MI VIDA, ¿QUÉ VIDA?




Entró la luz por la ventana y Silvia abrió un ojo con pereza y hastío. Desde hacía semanas su vida no le llenaba. Carecía de sentido, de sentimientos. La psicóloga que la trataba decía que eso era normal en su estado. ¿Y cuál era su estado exactamente? Desde aquel accidente en el que perdió la memoria, su vida ya no le pertenecía y los recuerdos que albergaba en su interior, tampoco le motivaban. El neurólogo aseguraba que con el tiempo volvería a recordar esa parte de su vida que se había borrado; pero Silvia en su fuero interno no deseaba hacerlo. No sabía ni lo que quería. Bueno sí, una cosa era segura: no quería levantarse de la cama. Cada mañana le suponía un reto y cada vez le costaba más vivir una vida que no sentía suya. Y lo sé a ciencia cierta porque Silvia soy yo.
Si mi madre viviera, diría que no sabe de qué me quejo. Tengo todo lo que cualquier mujer podría desear: un marido rico y una casa de diseño en la que vivo como una reina sin tener que trabajar. Pero ese hombre no despierta ningún tipo de sentimientos en mí; ni siquiera recuerdo si lo seguía queriendo después de cinco años de matrimonio. Me dijeron que caí rodando por las escaleras; un accidente doméstico. Estaba sola en la casa y hasta que vinieron los servicios sanitarios, pasé muchas horas inconsciente. También perdí a mi bebé. No me produce ninguna pena porque tampoco recuerdo que estuviera embarazada. Y si alguna vez tuve ese instinto maternal, puedo asegurar que ahora ya no.

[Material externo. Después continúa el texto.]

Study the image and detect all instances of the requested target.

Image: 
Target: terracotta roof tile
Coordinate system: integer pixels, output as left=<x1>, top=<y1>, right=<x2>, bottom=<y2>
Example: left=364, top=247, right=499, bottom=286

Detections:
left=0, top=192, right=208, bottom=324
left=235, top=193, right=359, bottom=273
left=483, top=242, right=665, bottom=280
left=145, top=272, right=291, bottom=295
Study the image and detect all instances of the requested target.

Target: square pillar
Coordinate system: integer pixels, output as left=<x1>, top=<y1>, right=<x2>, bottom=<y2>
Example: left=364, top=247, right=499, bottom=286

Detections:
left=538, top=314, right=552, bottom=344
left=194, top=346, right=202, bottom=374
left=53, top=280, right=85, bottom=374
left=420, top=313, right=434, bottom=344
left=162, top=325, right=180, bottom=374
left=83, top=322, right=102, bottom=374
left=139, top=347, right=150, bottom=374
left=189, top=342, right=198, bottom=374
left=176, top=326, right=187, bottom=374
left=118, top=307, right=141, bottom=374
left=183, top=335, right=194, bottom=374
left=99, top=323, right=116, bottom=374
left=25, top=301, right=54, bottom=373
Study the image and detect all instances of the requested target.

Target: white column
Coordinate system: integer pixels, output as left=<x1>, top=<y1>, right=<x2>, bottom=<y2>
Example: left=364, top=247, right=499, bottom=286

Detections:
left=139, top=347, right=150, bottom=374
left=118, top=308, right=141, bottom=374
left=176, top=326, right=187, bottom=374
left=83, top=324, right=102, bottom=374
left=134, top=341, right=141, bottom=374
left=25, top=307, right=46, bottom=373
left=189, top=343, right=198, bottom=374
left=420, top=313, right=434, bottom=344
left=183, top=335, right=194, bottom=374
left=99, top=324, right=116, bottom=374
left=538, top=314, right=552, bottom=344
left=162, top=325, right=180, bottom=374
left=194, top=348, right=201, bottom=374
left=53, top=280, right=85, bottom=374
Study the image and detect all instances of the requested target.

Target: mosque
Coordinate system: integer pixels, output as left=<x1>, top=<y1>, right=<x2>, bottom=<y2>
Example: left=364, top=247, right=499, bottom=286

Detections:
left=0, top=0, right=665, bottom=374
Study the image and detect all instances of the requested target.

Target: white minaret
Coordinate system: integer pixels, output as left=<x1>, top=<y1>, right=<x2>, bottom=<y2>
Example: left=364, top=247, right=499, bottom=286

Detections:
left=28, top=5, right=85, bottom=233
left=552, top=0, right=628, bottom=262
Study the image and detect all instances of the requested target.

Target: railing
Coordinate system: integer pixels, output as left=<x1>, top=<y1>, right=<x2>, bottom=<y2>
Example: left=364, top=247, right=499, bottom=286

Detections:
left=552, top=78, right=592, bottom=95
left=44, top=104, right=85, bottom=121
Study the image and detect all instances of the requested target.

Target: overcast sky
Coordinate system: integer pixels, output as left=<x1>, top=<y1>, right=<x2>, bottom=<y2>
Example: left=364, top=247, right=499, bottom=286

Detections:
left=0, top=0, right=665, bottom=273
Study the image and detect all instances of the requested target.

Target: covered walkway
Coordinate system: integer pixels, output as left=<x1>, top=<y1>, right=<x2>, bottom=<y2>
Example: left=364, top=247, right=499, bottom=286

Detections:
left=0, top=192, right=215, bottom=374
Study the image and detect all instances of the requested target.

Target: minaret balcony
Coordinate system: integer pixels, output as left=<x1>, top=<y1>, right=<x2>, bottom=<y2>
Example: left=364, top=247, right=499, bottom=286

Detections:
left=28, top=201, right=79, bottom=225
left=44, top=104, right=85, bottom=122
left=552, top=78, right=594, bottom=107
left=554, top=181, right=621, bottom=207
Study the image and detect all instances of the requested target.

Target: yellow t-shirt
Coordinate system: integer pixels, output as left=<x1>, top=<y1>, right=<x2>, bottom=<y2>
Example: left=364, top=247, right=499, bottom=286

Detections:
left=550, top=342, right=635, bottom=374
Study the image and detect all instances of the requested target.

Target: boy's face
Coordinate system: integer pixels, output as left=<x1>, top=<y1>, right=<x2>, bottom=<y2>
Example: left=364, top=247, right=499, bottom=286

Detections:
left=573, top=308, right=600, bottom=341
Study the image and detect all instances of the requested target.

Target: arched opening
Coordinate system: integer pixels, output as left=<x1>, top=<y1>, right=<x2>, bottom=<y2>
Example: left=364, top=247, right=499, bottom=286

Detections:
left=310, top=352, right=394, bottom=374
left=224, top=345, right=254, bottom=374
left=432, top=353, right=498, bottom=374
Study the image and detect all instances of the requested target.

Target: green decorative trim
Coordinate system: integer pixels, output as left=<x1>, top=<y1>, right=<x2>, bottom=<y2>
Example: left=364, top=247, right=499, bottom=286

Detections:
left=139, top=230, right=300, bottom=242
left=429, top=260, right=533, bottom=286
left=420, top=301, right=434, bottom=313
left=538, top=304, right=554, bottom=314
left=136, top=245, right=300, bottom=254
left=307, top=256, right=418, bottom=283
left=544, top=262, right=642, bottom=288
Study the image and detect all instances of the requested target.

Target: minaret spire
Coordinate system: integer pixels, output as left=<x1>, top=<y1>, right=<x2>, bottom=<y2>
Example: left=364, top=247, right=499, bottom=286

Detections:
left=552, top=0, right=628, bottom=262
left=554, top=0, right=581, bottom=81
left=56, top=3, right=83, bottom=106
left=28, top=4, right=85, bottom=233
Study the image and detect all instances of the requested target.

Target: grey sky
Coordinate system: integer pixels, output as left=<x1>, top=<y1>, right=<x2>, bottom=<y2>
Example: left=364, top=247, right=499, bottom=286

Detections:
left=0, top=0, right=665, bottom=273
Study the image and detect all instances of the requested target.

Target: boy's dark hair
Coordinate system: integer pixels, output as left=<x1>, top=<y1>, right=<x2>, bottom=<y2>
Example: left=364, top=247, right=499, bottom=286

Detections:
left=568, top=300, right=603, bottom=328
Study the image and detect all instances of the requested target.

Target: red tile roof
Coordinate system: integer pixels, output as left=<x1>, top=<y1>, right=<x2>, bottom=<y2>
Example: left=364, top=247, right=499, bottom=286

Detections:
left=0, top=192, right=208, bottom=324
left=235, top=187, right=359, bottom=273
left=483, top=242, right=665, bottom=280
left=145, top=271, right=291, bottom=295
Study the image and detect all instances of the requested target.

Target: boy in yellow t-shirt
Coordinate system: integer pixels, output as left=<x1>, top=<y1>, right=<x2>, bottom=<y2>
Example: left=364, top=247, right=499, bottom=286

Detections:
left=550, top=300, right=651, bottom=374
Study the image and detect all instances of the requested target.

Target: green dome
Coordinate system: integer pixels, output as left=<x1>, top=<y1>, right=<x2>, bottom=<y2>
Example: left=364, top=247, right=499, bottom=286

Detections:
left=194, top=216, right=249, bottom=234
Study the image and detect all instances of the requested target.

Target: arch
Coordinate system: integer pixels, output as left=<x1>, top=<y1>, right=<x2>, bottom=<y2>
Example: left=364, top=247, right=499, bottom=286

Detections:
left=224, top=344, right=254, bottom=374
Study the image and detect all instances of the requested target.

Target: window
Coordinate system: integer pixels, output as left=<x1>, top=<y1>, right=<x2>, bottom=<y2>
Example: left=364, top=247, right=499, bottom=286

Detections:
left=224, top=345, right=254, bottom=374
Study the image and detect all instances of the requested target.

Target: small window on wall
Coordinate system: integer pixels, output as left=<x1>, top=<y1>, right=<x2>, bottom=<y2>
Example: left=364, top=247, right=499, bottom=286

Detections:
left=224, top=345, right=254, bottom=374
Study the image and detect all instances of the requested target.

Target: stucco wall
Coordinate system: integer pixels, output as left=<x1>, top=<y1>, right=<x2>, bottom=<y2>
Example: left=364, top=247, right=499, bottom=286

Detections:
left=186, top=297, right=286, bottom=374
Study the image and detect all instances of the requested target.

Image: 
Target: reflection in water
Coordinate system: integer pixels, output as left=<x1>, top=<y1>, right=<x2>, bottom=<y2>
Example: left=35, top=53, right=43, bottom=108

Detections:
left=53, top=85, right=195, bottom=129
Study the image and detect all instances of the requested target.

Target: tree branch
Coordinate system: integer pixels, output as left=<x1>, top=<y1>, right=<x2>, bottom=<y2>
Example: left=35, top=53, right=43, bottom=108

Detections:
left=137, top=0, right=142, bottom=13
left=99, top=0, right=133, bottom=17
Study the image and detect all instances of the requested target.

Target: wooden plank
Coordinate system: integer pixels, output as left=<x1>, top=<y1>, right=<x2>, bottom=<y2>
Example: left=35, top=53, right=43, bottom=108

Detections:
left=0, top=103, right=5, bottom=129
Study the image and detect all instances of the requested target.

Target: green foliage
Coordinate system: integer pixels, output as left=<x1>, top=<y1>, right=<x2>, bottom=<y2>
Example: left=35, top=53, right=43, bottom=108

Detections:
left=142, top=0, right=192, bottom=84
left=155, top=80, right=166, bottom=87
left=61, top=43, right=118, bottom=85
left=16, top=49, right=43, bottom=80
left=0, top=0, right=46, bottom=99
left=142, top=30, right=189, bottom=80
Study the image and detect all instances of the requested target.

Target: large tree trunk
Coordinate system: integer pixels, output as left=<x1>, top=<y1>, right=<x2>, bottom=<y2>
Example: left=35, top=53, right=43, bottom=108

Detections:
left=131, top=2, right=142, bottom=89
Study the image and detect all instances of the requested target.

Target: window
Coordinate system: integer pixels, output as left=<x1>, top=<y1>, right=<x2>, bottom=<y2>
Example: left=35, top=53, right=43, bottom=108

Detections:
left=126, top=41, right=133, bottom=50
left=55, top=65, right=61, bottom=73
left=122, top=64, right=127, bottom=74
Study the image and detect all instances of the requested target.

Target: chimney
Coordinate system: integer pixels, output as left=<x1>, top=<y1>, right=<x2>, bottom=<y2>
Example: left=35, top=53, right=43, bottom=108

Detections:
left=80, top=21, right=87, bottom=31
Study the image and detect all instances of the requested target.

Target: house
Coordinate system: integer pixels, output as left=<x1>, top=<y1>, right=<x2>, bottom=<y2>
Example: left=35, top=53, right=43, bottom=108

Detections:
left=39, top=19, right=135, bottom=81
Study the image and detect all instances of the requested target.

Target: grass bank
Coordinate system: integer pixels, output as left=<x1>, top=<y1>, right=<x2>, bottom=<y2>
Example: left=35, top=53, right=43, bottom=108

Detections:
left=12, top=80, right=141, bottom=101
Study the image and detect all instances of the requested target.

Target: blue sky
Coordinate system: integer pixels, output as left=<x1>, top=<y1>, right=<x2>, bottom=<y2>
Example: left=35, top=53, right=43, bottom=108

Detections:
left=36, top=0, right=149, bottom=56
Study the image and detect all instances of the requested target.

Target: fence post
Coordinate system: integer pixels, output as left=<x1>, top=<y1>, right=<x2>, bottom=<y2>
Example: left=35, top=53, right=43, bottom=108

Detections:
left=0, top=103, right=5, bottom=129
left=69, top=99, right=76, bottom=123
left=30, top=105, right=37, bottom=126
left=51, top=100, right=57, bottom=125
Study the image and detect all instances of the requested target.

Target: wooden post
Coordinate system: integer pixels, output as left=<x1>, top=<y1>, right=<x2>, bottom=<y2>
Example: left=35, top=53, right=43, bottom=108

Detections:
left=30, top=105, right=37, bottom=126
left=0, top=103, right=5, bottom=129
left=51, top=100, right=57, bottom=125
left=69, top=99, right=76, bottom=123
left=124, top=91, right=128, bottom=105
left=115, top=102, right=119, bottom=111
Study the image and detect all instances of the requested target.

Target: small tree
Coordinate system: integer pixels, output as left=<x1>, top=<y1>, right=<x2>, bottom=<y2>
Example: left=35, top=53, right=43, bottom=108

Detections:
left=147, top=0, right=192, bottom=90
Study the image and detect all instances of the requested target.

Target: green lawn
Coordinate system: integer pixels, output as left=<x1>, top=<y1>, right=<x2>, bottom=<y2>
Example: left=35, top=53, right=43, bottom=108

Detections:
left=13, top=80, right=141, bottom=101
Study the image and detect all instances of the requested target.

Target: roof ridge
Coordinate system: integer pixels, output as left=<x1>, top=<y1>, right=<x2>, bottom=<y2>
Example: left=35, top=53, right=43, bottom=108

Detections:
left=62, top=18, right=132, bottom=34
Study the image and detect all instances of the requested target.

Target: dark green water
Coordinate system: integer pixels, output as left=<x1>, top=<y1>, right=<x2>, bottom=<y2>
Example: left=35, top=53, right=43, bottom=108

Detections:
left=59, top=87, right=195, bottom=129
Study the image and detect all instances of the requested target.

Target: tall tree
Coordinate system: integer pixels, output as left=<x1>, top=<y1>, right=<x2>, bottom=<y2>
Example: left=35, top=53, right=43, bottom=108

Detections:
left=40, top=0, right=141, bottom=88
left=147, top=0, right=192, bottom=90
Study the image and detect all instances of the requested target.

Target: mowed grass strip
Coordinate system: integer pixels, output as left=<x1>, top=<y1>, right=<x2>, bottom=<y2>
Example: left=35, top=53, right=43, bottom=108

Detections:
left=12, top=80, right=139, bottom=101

Conocí a Carlos, mi marido, en un crucero. De eso sí me acuerdo perfectamente: me enamoré de él casi al instante. Carlos tenía treinta años y yo acababa de cumplir los veintidós. Era la primera vez que viajaba (exceptuando el viaje de final de curso). Había terminado mis estudios de esteticista y llevaba poco más de cinco meses trabajando en una peluquería de mi barrio. Carlos vivía a 500 km. de mí, pero eso no me importó. Después de tres meses de conocernos, me fui a vivir con él. Total, mi madre ya no estaba y mi padre era feliz con su nueva familia; yo parecía no tener cabida en ella. En resumen, nadie pareció afectado con mi ausencia. Carlos, (o más bien mi suegra que es de esas de golpes de pecho y rosarios), nos obligó a casarnos porque eso de que viviéramos juntos en pecado... Aunque nunca fui la mejor opción para su hijo; pero me aceptó. Me casé un 22 de abril; nueve meses después de conocernos. Y sí, por aquel entonces era muy feliz. Después de cinco años de matrimonio... No lo sé, porque no lo recuerdo... o a lo mejor es que no me interesa recordarlo. No volví a trabajar; Carlos es arquitecto y gana el suficiente dinero como para que yo no tenga que preocuparme por nada. Me encargo de las tareas del hogar, aunque tenemos una señora de la limpieza que viene dos días por semana.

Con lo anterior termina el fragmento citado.